Energy policy: All-but-one of the above

When it comes to energy policy, the budget promises to continue an “all of the above” strategy:

Investing in clean energy R&D, promoting the safe production of natural gas, encouraging States to cut energy waste with a Race-to-the-Top challenge to cut energy waste and modernize the grid, creating an Energy Security Trust to fund research efforts that would help shift cars and trucks off oil, and making permanent the tax credit for renewable energy production.

This really should be called an “all-but-one of the above” strategy. The missing element is any proposal for full-cost pricing of energy, that is, for making energy producers and consumers bear the external costs they impose on their neighbors in the form of pollution, road congestion, and the security risks of energy dependence. Instead, the budget is premised on the politically popular myth of affordable energy—the idea that we can clean up the environment and solve our problems of energy security while simultaneously encouraging pollution and waste with low energy prices. What we need, instead, is simultaneous reform of energy policy and fiscal policy through a revenue-neutral shift away from taxes on incomes and profits and toward carbon taxes, road use taxes, and the like.

The good, the bad, and the political
Yes, there are some good things in the budget proposal to balance the bad. There is a promise to make at least a down payment on the country’s infrastructure deficit, which, as I have argued, is at least as worrisome as the budget deficit. Unfortunately, even that promise has a bias toward politically popular repairs to roads and bridges while neglecting unglamorous but even more urgent upgrades to hidden bits of infrastructure like dams, water mains, and sewage systems.

There are other welcome promises, including proposals to control medical costs and to cut farm subsidies. Unfortunately, any concrete proposals are sure to face fierce opposition from entrenched interest groups. Every dollar of excess medical cost means a dollar of excess revenue to some health care provider. Reductions to farm subsidies will run into the headwinds of agribusiness lobbyists and the small-state bias of voting in the Senate. The fact that these promises appear as one-liners in the very last section of the budget overview suggests that the White House does not intend to expend much political capital pursuing them.

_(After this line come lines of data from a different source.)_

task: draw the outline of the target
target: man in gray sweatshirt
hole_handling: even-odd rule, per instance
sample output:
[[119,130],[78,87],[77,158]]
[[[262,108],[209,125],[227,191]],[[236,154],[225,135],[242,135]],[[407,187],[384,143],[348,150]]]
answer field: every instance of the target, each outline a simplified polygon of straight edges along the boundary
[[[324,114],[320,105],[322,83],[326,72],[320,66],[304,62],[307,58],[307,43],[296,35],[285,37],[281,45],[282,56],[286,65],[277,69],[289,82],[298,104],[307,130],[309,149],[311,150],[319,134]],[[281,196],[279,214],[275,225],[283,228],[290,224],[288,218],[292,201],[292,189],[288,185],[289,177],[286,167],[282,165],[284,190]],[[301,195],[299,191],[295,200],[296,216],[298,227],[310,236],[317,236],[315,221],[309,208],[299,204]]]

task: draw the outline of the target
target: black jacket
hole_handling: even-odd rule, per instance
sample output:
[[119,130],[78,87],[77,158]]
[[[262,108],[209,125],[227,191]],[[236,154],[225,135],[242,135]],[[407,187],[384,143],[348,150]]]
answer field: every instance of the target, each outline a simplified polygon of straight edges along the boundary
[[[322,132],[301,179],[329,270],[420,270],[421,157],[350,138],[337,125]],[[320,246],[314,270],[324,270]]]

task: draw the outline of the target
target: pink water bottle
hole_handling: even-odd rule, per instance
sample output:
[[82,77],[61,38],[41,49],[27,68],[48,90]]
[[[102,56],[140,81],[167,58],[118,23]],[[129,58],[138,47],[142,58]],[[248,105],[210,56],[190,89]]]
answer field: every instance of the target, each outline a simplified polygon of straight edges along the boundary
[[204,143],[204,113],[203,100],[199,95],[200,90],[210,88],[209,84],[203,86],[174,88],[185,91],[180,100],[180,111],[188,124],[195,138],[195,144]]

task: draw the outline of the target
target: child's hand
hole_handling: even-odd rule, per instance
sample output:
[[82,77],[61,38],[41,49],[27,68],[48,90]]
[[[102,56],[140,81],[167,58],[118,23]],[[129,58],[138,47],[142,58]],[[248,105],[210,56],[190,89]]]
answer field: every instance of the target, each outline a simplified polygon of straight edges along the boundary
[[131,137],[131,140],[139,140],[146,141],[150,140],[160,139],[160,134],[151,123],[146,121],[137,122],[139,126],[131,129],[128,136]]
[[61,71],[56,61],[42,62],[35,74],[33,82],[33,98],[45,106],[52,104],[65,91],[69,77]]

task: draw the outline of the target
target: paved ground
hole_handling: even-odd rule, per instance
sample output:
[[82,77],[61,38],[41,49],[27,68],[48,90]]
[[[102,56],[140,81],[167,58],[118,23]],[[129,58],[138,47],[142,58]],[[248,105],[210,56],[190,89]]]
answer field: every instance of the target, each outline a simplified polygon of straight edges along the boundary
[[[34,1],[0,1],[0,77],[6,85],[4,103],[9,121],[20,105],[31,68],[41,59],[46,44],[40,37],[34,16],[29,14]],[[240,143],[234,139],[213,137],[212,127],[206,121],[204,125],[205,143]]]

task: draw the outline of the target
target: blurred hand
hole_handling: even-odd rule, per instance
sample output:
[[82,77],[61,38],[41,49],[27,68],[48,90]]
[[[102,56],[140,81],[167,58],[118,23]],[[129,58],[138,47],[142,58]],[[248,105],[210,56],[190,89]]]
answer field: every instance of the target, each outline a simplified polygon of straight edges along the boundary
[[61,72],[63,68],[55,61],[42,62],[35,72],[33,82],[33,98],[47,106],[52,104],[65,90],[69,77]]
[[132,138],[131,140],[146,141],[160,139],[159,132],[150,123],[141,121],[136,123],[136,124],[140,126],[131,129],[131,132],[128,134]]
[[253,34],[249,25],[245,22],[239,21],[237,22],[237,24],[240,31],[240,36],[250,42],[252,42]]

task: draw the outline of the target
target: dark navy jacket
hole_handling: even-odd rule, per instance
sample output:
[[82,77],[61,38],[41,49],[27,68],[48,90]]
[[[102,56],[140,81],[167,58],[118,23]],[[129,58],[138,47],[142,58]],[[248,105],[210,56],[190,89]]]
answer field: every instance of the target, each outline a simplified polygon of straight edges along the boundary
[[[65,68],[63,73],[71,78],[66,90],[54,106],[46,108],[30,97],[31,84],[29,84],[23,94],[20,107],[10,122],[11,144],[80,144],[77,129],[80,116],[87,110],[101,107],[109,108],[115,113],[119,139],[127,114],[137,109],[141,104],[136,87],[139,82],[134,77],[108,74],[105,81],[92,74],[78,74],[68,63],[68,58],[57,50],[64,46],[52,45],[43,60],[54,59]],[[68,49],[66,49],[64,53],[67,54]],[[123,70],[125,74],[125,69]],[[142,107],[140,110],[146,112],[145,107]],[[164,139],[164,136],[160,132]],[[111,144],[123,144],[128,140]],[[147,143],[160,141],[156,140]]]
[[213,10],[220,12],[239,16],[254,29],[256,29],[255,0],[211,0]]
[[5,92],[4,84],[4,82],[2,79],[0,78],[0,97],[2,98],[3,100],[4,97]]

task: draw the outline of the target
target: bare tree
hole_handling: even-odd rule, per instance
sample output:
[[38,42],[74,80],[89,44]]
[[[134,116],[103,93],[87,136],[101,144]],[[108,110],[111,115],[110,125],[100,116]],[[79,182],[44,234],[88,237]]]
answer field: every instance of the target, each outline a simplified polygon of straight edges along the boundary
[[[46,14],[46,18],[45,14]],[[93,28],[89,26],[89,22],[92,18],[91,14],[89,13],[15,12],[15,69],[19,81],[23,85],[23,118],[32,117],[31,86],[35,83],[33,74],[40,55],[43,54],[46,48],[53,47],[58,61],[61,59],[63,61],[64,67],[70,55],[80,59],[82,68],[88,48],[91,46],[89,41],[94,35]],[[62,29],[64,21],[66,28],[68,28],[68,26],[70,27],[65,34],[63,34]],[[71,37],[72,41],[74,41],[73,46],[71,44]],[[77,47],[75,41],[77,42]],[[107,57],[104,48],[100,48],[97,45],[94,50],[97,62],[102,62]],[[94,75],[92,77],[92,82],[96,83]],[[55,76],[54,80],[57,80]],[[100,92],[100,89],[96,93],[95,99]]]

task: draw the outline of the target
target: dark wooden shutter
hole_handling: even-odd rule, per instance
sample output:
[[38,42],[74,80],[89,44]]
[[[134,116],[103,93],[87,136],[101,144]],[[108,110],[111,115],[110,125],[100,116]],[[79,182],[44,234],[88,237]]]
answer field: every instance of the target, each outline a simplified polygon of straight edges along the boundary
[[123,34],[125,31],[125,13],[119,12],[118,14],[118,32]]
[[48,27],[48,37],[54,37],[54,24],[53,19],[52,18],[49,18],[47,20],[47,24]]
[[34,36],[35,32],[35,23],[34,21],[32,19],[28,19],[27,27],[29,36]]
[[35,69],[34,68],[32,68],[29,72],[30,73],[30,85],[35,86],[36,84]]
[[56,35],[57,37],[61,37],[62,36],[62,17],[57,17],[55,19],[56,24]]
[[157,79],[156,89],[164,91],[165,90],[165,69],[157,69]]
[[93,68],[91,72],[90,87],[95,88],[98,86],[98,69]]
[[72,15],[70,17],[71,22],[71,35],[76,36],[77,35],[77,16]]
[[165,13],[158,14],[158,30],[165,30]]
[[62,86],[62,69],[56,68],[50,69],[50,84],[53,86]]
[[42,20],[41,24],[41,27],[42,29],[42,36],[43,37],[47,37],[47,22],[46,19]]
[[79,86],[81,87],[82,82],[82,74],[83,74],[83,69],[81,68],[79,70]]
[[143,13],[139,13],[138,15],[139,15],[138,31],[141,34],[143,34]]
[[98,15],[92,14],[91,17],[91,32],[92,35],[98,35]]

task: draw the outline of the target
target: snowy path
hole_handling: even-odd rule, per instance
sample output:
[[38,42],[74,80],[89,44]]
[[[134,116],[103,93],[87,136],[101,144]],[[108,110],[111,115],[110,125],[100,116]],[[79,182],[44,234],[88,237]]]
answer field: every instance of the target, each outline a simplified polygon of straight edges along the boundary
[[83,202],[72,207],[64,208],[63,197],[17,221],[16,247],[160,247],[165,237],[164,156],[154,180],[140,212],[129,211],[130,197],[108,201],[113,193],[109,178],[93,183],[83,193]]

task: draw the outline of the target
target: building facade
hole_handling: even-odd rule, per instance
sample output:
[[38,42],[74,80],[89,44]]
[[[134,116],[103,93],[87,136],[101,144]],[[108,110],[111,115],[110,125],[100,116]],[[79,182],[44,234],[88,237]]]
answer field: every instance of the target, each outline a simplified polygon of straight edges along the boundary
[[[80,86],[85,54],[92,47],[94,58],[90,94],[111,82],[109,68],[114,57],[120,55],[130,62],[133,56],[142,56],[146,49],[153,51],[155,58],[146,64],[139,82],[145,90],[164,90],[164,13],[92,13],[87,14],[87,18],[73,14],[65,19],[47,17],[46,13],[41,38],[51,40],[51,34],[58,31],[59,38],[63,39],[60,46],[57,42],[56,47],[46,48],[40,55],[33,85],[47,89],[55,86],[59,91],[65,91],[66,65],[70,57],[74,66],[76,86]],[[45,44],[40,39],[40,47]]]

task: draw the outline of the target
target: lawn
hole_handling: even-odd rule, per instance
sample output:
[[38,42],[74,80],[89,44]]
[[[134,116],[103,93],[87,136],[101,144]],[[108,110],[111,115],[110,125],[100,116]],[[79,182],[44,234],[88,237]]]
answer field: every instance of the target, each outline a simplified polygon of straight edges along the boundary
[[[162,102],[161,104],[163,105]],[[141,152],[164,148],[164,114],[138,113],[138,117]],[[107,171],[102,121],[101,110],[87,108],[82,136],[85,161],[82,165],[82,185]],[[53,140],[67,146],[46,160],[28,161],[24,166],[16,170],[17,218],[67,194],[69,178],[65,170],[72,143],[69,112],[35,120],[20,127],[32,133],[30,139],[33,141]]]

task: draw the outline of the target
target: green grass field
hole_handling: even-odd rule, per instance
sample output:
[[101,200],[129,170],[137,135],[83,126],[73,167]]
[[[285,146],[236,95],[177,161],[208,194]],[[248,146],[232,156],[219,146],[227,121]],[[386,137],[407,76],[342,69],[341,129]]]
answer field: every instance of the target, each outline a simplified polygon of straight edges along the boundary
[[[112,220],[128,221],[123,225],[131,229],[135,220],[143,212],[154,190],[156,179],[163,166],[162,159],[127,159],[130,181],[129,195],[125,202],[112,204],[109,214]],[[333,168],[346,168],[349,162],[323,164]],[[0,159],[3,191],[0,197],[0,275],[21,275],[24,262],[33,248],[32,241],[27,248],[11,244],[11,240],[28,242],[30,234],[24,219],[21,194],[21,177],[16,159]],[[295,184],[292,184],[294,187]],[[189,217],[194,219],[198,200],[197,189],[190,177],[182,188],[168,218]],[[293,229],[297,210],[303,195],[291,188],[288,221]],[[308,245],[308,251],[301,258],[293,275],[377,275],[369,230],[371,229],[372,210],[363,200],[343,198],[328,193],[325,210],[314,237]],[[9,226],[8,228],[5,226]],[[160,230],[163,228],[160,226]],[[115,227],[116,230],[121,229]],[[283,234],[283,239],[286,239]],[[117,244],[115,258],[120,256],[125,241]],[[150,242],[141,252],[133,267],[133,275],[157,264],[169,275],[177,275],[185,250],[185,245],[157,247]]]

In short, the budget proposal is, as we have been led to expect, a fundamentally political document. Some of its features, like the Buffet rule and a ban on deductions for corporate jets, are aimed at shoring up the administration’s liberal base. Other features, like the “balanced” mix of taxes and spending cuts, are designed to position the White House as the occupant of a reasonable middle ground while casting Congressional opponents as extremists.

Will it work? Probably not. There is, of course, a small chance of compromise, provided that the administration, having already moved far to the right, moves most of the remaining distance toward the conservative agenda. More likely, though, we will see another year with no budget at all—another year of continuing resolutions and after-midnight stopgap measures, and another year of postponing urgently needed decisions.